Pystd, similar-ish functionality with a fraction of the compile time

6 days ago (nibblestew.blogspot.com)

Wow, that might be the worst name for a project I’ve ever seen. I think every programmer who sees this is going to assume it’s a Python thing.

With regards the library itself —- I think it’s generally known the c++ standard library is a poorly designed mess in places but if you make an entirely new one you lose all the software already written, at which point why use C++ nowadays?

  • It is a Python thing, in the sense that it is Python-inspired:

    > design-wise copy the Python standard library's APIs whenever possible [1]

    [1] https://github.com/jpakkane/pystd

  • Agreed, I thought this is a wrapper for STL under Python, what does the py prefix stand for here actually?

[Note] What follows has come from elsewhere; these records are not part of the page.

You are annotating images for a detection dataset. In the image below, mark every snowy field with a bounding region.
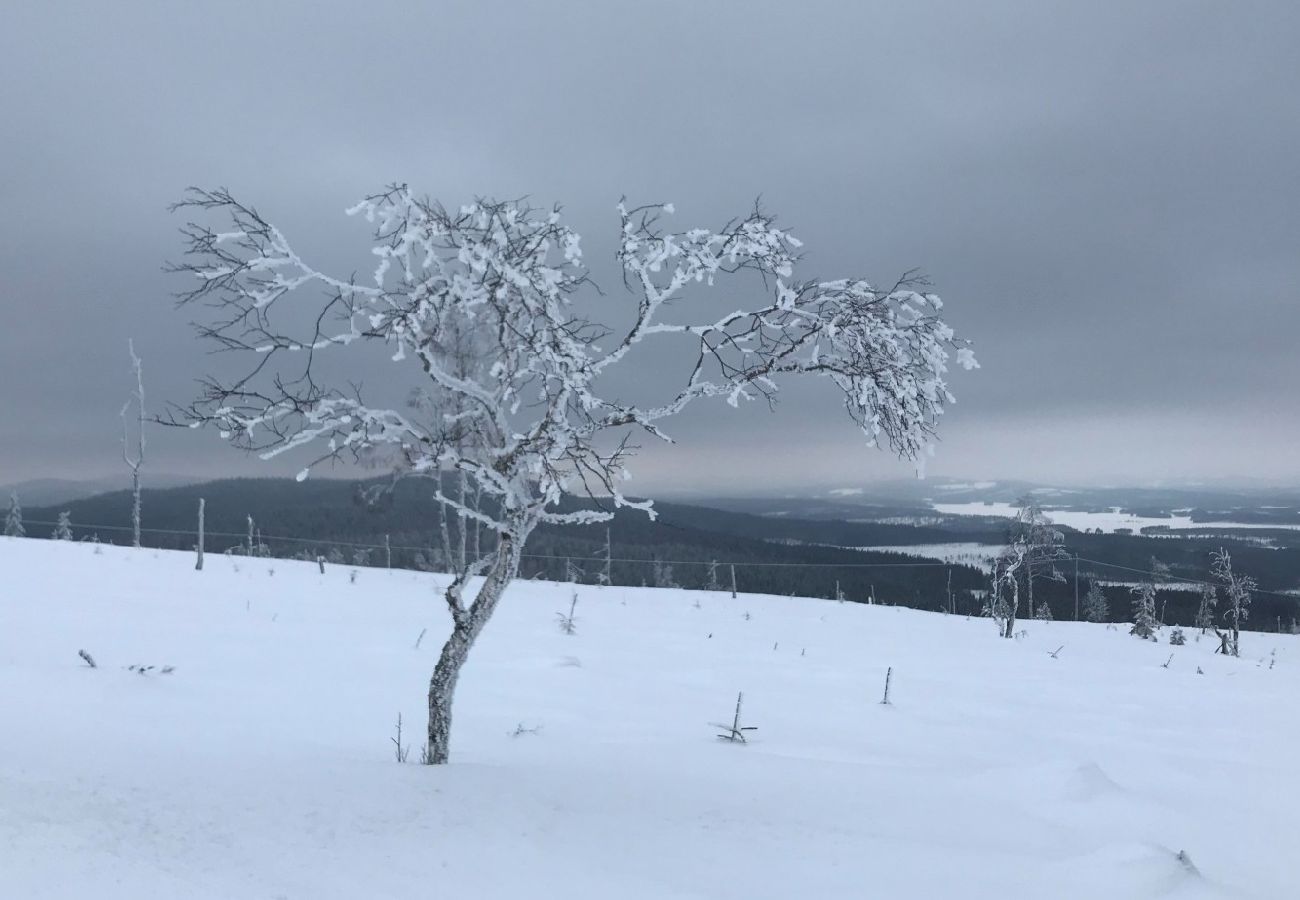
[0,538,1300,900]
[931,502,1300,535]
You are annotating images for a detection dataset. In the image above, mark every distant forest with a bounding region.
[17,479,1300,631]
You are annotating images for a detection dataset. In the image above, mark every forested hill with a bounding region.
[17,479,995,611]
[17,479,1300,627]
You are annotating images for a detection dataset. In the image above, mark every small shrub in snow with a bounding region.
[1083,581,1110,622]
[555,590,577,635]
[1128,581,1160,641]
[389,713,411,762]
[51,510,73,541]
[4,493,27,537]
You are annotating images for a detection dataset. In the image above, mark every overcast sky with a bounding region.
[0,0,1300,492]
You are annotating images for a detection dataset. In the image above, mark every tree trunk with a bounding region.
[424,535,524,766]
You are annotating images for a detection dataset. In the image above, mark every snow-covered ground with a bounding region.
[931,502,1300,535]
[0,538,1300,900]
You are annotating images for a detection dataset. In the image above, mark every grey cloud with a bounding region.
[0,0,1300,485]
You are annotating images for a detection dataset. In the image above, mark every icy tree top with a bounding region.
[173,186,978,529]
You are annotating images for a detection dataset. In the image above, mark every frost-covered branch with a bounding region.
[118,339,146,549]
[169,185,976,762]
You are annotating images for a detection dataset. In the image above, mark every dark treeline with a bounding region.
[26,479,1300,628]
[26,479,987,614]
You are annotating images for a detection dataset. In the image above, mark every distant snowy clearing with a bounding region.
[0,538,1300,900]
[853,542,1005,572]
[931,502,1300,535]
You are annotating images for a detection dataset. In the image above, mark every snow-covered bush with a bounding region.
[4,493,27,537]
[1083,581,1110,622]
[1210,548,1256,657]
[1128,581,1160,640]
[51,510,73,541]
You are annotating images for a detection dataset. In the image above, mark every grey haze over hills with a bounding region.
[0,0,1300,494]
[0,473,200,506]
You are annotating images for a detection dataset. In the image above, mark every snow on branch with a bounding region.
[170,185,978,538]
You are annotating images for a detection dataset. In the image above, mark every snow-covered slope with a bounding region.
[0,538,1300,900]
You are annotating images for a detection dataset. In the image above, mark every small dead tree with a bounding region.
[709,692,758,744]
[4,492,27,537]
[120,341,144,549]
[1210,548,1256,657]
[169,186,976,763]
[1083,581,1110,623]
[555,590,577,635]
[389,713,411,762]
[1008,496,1069,619]
[984,542,1028,639]
[51,510,73,541]
[1192,581,1218,635]
[194,497,207,572]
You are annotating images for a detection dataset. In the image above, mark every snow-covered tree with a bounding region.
[1128,581,1160,640]
[167,186,976,763]
[650,559,681,588]
[1083,581,1110,622]
[1128,557,1169,640]
[120,341,144,549]
[4,492,27,537]
[1210,548,1257,657]
[1009,496,1069,618]
[51,510,73,541]
[1193,581,1218,635]
[984,541,1028,637]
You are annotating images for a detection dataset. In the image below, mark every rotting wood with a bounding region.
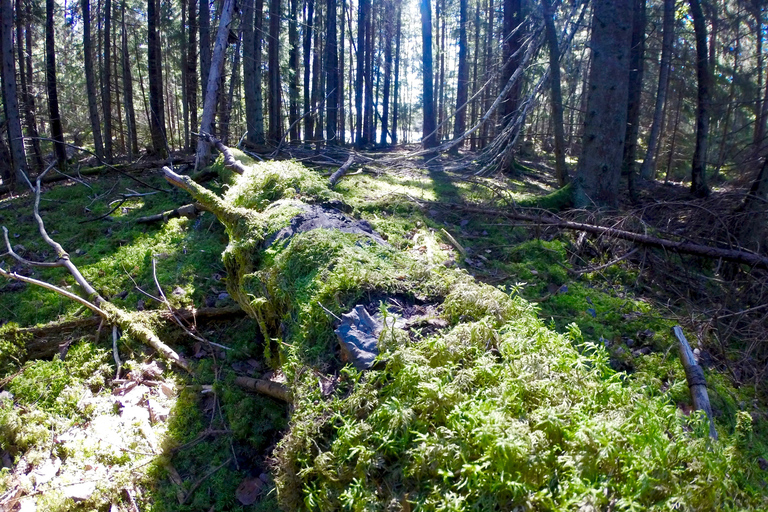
[672,325,717,440]
[235,376,293,403]
[328,154,355,188]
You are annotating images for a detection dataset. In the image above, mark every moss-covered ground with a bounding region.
[0,154,768,511]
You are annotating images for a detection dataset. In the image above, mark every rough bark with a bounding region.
[541,0,568,187]
[640,0,675,179]
[421,0,437,149]
[690,0,712,197]
[574,0,632,207]
[195,0,235,169]
[267,0,283,146]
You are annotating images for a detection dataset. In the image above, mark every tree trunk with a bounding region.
[195,0,235,169]
[453,0,469,152]
[288,0,299,142]
[573,0,633,208]
[541,0,568,187]
[421,0,437,149]
[622,0,645,201]
[81,0,105,159]
[325,0,341,145]
[121,0,139,161]
[640,0,675,180]
[267,0,283,145]
[690,0,712,197]
[147,0,166,156]
[101,0,112,162]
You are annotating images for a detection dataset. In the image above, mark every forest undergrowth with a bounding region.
[0,147,768,511]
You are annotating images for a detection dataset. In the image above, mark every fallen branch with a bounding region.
[235,377,293,403]
[672,325,717,440]
[328,154,355,188]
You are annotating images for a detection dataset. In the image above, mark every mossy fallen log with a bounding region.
[166,156,768,510]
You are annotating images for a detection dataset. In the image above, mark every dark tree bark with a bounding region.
[81,0,105,159]
[195,0,235,169]
[325,0,340,145]
[381,1,394,146]
[640,0,675,179]
[288,0,299,142]
[304,0,315,141]
[147,0,166,156]
[541,0,568,187]
[392,2,403,144]
[267,0,283,145]
[421,0,437,148]
[120,0,139,161]
[573,0,633,207]
[355,0,371,147]
[101,0,112,162]
[199,0,211,101]
[690,0,712,197]
[0,0,28,184]
[622,0,645,200]
[453,0,469,152]
[16,0,44,170]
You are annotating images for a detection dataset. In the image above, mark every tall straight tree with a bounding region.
[573,0,634,207]
[690,0,712,197]
[0,0,28,187]
[288,0,300,142]
[541,0,568,187]
[101,0,112,162]
[325,0,339,145]
[621,0,645,200]
[195,0,235,169]
[148,0,166,156]
[421,0,437,148]
[453,0,469,151]
[120,0,138,161]
[267,0,283,145]
[81,0,104,159]
[640,0,675,179]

    As for the why c++ at all, as long as one falls into the "don't care" category, it works fine.. lately I found myself I rather build my apps in C with NODEFAULTLIB (under Windows at least), and creating my own size-optimized standard library which on Windows wraps the Win32 API wherever possible. The size savings are incredible, my executable is in the ~500KB range, ultra small and ultra fast. This is unattainable with normal modern C++.

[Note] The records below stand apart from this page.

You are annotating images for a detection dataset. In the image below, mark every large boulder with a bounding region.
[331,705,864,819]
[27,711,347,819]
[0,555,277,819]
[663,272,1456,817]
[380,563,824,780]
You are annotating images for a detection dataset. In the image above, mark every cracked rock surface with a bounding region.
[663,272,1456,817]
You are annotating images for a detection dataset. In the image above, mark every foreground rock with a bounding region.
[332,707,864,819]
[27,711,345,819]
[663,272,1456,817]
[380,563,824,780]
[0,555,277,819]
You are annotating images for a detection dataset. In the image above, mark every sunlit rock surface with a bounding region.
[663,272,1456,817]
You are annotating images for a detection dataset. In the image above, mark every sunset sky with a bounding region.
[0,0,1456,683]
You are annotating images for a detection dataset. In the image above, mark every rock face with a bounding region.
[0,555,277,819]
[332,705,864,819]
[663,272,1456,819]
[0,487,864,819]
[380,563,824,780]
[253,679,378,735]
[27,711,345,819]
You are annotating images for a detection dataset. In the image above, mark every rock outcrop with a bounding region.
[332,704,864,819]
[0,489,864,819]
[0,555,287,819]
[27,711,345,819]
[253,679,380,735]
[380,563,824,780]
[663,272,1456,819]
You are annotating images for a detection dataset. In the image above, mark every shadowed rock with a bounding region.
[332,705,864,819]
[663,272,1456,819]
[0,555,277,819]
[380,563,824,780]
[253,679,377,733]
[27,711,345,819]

    • I instead, use VC++ latest with C++23 import std.

      As for the size requirements, and having Windows experience all the way back to Windows 3.0, you can do exactly the same tricks with C++.

      7 replies →

> C++ is actually very fast to compile, the slowdowns come mostly from the way the standard library is implemented.

Only if using classical headers, std as module is already a reality on VC++.

  • wasn't there a lot of talk that modules are still not really working, in practice I mean?

    • Depends on where you are.

      VC++ and clang latest with MSBuild or CMake/ninja are there, minus some bugs or code completion misbehaving (but bearable).

      GCC 16 is mostly ok now, also with CMake/ninja.

      All my hobby coding in C++ makes use of modules, at work it is a different matter, where libraries to be consumed by Java/.NET/nodejs, are still using C++17 as baseline.

      You can easily check, https://github.com/pjmlp/RaytracingWeekend-CPP

      Note the CMake version was tested initially with clang 17, and we're already on clang 22, so some of those comments are irrelevant nowadays, I haven't bothered to update the project.

      Naturally if you cannot be on latest compiler releases, or suffer from CMake phobia, the support isn't there.

      2 replies →

Given what is discussed in the commentary to the post, I wonder whether the author would be amenable to some Doxygen.

Would be helpful to show how this compares to other C++ std replacements, e.g. Abseil and Folly.

Dumb. This is what modules are for. Also, the stdlib is extremely well designed. It considers edge cases most people never think about. Source: I am a Boost Developer.